We decided to take a side journey east to Petrified Forest National Park, about a two-hour drive from Flagstaff. We turned it into an overnight, with a few well-chosen stops along the way. Our first stop was Meteor Crater, one of those places that immediately resets your sense of scale. During the Ice Age, a massive iron meteor slammed into Arizona, carving out a crater nearly a mile wide and about 550 feet deep. Standing on the rim, it’s impossible not to feel small. Meteor Crater sits just off Interstate 40. It’s privately owned but designated a National Natural Landmark. The visitor center has exhibits, viewing platforms, and guided rim tours, though hiking down into the crater isn’t allowed.
For a long time, scientists debated what caused the crater. Many thought it was volcanic, mostly because there wasn’t a giant meteor sitting at the bottom. In the early 1900s, mining engineer Daniel Barringer bet his fortune on a different idea. He believed the crater was formed by a meteor impact, bought the land, and spent decades drilling for the missing iron mass. He never found it, because most of it vaporized on impact, but he did uncover plenty of iron fragments.
Decades later, geologist Eugene Shoemaker finally proved Barringer right by identifying rare high-pressure minerals that can only form during meteor impacts or nuclear explosions. NASA later used the site to train Apollo astronauts, including the crew of Apollo 13. Near one of Barringer’s old mining shafts, there’s now a solitary astronaut suit standing quietly at the base of the crater.
After that, we drove a little farther east and made another essential Arizona stop. Yep, we stood on the corner in Winslow, AZ. Even better, we met Ron Adamson, the sculptor who created the famous statue on the corner. He was there selling T-shirts, and yes, I bought one. It’s a quick stop, but a fun one. Eagles lyrics, a red flatbed Ford, Route 66 vibes, and a heavy dose of Americana. Totally worth the leg stretch and photo.
We reached Petrified Forest National Park later that afternoon, with limited time before closing. Park roads close at sunset, and most visitor centers shut earlier, so we focused on a few highlights. We started at the Petrified Forest Visitor Center, which has excellent exhibits explaining how the trees became petrified, along with displays on the park’s geology, fossils, and human history. It was a great primer for what we were about to see outside.

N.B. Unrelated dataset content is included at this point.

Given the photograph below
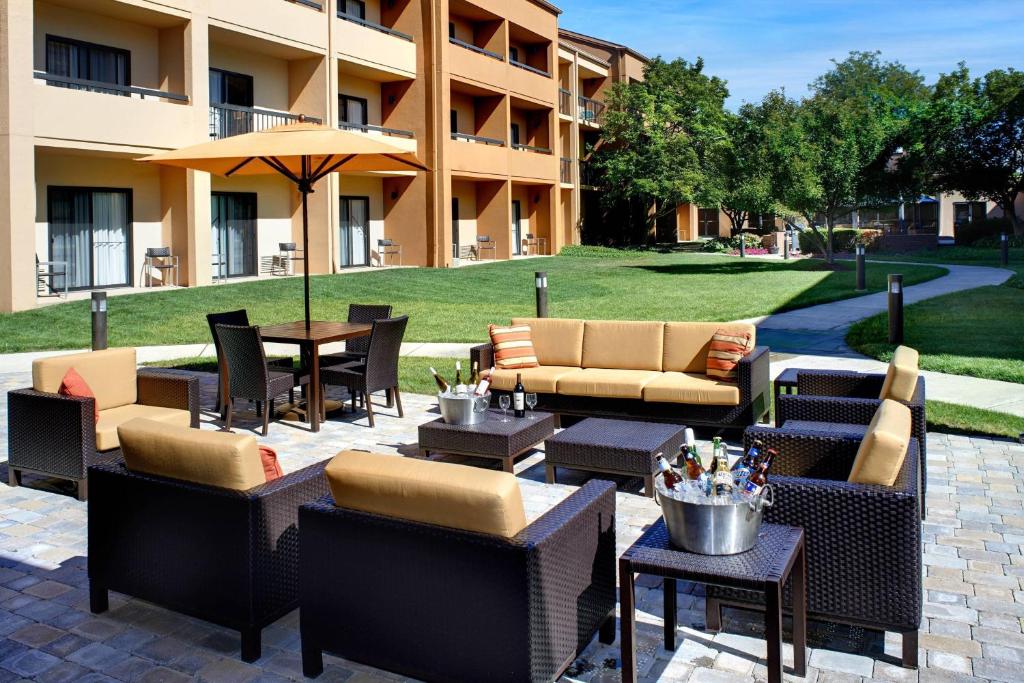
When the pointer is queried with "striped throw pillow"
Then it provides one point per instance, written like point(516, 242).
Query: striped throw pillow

From there, we walked the Giant Logs Trail, an easy loop that passes enormous petrified tree trunks scattered across the desert floor, some stretching more than 100 feet long. We explored the Crystal Forest Trail, where broken chunks of petrified wood glitter with exposed quartz and mineral crystals. The reds, yellows, and purples stood out sharply against the muted desert surroundings.
As the park closed for the day, we exited near the Crystal Forest Museum & Gift Shop, which offers a free boondocking lot right by the park entrance. We had a brief tire-spinning moment in some mud but made it out fine. The night was quiet, dark, and exactly what we needed after a full day of driving, history, and detours.